Combien d'inconnus nous ont assuré qu'ils n'avaient jamais aimé Paris plus fort?

Dans l'esprit des copains d'ici, Paris c'est la France. Et pour une fois c'était pas faux. Même que toute la France était Paris ce soir-là.
P'têt même que l'Amérique était Paris ce soir-là.

J'ai parlé au crossing guard de l'école, un ancien Marines, il y a quelques mois, à mon retour de France en Septembre après l'attentat avorté dans un Thalys.
Il m'a dit :"Je suis très inquiet pour la France. Ça va mal et ce n'est que le début." J'ai souri et je me suis dit que j'avais trouvé plus pessimiste que moi. Il s'avère que finalement, j'avais trouvé moins naïf que moi.

A cet autre, qui m'a dit "Vous comprenez ce que l'Amérique a ressenti le 11 Septembre maintenant...", je n'ai rien répondu.
La tristesse et les drames ne connaissent pas de frontières. Demande à une maman ce qu'elle ressent quand elle apprend la disparition d'un enfant, Maddy au Portugal, un petit réfugié syrien noyé sur une plage... Les petits de l'école Sandy Hook?
Alors, les mamans, combien d'entre vous y pensent encore? Combien ont pleuré devant ces images insupportables?

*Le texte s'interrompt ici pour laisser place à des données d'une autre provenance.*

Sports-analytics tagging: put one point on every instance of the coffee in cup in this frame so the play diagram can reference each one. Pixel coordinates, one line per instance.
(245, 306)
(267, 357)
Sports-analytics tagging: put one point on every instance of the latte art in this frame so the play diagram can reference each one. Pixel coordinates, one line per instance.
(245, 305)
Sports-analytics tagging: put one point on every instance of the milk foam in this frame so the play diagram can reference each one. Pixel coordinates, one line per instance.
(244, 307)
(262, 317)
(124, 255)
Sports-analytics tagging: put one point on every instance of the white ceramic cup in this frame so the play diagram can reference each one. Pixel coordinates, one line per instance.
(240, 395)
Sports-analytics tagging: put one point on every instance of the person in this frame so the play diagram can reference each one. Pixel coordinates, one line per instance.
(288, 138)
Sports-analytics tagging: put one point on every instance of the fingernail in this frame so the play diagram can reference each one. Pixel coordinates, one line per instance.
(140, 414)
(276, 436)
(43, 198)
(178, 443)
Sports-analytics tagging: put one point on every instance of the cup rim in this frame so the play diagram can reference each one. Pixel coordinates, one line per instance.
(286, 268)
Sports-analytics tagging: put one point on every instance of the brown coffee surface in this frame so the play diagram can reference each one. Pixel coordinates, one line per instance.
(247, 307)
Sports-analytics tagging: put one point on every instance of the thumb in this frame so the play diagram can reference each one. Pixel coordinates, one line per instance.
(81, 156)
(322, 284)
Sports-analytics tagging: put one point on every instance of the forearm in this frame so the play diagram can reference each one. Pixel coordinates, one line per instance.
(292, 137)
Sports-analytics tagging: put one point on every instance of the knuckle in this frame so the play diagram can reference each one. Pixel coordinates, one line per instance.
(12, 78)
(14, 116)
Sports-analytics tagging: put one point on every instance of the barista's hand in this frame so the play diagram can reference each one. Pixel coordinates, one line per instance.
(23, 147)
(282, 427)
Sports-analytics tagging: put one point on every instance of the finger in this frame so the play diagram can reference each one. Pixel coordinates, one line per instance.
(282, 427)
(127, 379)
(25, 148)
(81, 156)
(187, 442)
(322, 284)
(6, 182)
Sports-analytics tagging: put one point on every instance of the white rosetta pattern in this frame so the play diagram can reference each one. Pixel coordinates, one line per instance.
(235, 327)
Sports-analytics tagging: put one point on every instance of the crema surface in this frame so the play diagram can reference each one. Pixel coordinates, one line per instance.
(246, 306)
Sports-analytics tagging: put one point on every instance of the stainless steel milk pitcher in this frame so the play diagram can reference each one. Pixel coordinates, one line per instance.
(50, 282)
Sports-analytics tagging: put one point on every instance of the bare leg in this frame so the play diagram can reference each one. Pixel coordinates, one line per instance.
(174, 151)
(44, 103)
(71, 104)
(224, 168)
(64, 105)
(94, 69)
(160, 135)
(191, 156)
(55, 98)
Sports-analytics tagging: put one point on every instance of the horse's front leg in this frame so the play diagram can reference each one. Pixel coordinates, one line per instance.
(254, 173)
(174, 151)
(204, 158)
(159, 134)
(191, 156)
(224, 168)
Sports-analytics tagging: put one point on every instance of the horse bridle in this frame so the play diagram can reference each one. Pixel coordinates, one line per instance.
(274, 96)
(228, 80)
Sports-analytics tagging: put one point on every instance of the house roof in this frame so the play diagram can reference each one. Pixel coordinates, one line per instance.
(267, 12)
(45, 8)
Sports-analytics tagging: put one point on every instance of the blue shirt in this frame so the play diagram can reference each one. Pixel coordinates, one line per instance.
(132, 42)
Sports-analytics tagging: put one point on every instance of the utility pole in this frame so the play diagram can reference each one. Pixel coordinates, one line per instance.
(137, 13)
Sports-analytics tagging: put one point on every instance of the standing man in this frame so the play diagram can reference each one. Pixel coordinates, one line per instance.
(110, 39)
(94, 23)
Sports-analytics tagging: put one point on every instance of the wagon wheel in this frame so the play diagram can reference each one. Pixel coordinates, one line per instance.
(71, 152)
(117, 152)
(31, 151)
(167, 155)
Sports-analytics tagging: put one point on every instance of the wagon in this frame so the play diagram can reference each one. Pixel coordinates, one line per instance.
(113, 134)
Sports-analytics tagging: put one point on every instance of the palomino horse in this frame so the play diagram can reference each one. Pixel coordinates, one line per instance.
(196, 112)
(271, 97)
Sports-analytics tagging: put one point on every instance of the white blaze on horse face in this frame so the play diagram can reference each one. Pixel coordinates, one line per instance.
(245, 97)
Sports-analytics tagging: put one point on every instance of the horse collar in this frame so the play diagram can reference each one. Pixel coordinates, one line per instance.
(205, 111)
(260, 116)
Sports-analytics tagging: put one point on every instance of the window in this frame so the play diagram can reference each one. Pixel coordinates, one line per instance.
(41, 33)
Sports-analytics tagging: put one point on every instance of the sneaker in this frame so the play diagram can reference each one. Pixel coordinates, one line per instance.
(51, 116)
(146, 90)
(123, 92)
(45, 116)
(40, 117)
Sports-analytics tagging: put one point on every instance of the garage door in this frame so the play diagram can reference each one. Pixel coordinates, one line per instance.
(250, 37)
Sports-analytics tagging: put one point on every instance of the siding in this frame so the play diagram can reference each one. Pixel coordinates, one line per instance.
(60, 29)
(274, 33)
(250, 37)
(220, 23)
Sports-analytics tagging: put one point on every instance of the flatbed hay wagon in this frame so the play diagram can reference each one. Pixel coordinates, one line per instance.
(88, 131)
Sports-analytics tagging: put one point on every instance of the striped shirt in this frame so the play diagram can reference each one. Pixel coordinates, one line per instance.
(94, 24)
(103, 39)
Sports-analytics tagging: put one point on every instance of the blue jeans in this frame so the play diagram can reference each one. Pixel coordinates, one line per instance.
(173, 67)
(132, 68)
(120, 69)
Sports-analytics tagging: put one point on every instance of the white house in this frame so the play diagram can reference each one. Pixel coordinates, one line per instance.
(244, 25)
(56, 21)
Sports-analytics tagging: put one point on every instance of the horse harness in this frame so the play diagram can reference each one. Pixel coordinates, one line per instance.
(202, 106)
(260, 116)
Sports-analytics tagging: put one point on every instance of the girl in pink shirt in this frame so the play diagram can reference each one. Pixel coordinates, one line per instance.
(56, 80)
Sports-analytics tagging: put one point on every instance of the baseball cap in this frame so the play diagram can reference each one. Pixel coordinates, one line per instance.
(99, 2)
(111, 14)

Combien d'entre vous pensent régulièrement aux attentats du 11 Septembre?
On n'a pas besoin de parler la même langue et d'être voisin pour s'imaginer la souffrance des autres et ressentir de la compassion.
Le 11 Septembre 2001, je parie que tu sais ce que tu faisais et que tu te souviens qui t'a annoncé le drame qui se jouait si loin de toi. Combien d'entre nous, qui ne connaissions personne à Manhattan, avons pleuré.
Alors, non, je n'ai pas attendu ce foutu Vendredi 13 à Paris pour comprendre l'Amérique du 11 Septembre.
Nous sommes tous des citoyens du Monde, qu'on le veuille ou pas. Un homme qui meurt, lâchement exécuté alors qu'il boit un verre en humant l'air du temps, qu'il soit à Beyrouth, à Paris, ou à New York est un mort de trop et mérite notre recueillement et notre respect, et non pas un dénombrement macabre des morts, pour savoir à qui revient le diplôme de la plus grande tristesse.

Au début de mon séjour au Texas, j'ai lu une interview d'une célébrité allemande à laquelle un journaliste demandait:"Vous soulevez des fonds pour les enfants de Haiti, vous ne donnez plus pour les enfants dans votre pays, l'Allemagne?"
Elle a répondu "Avant d'être allemande je suis citoyenne du monde, tous les enfants méritent notre attention, ils ont tous la même valeur".

Finalement, c'est notre nombre et notre volonté qui feront la différence. Les populations, où qu'elles soient, l'ont déjà compris. Encore faut-il qu'elles sachent l'exprimer sans haine.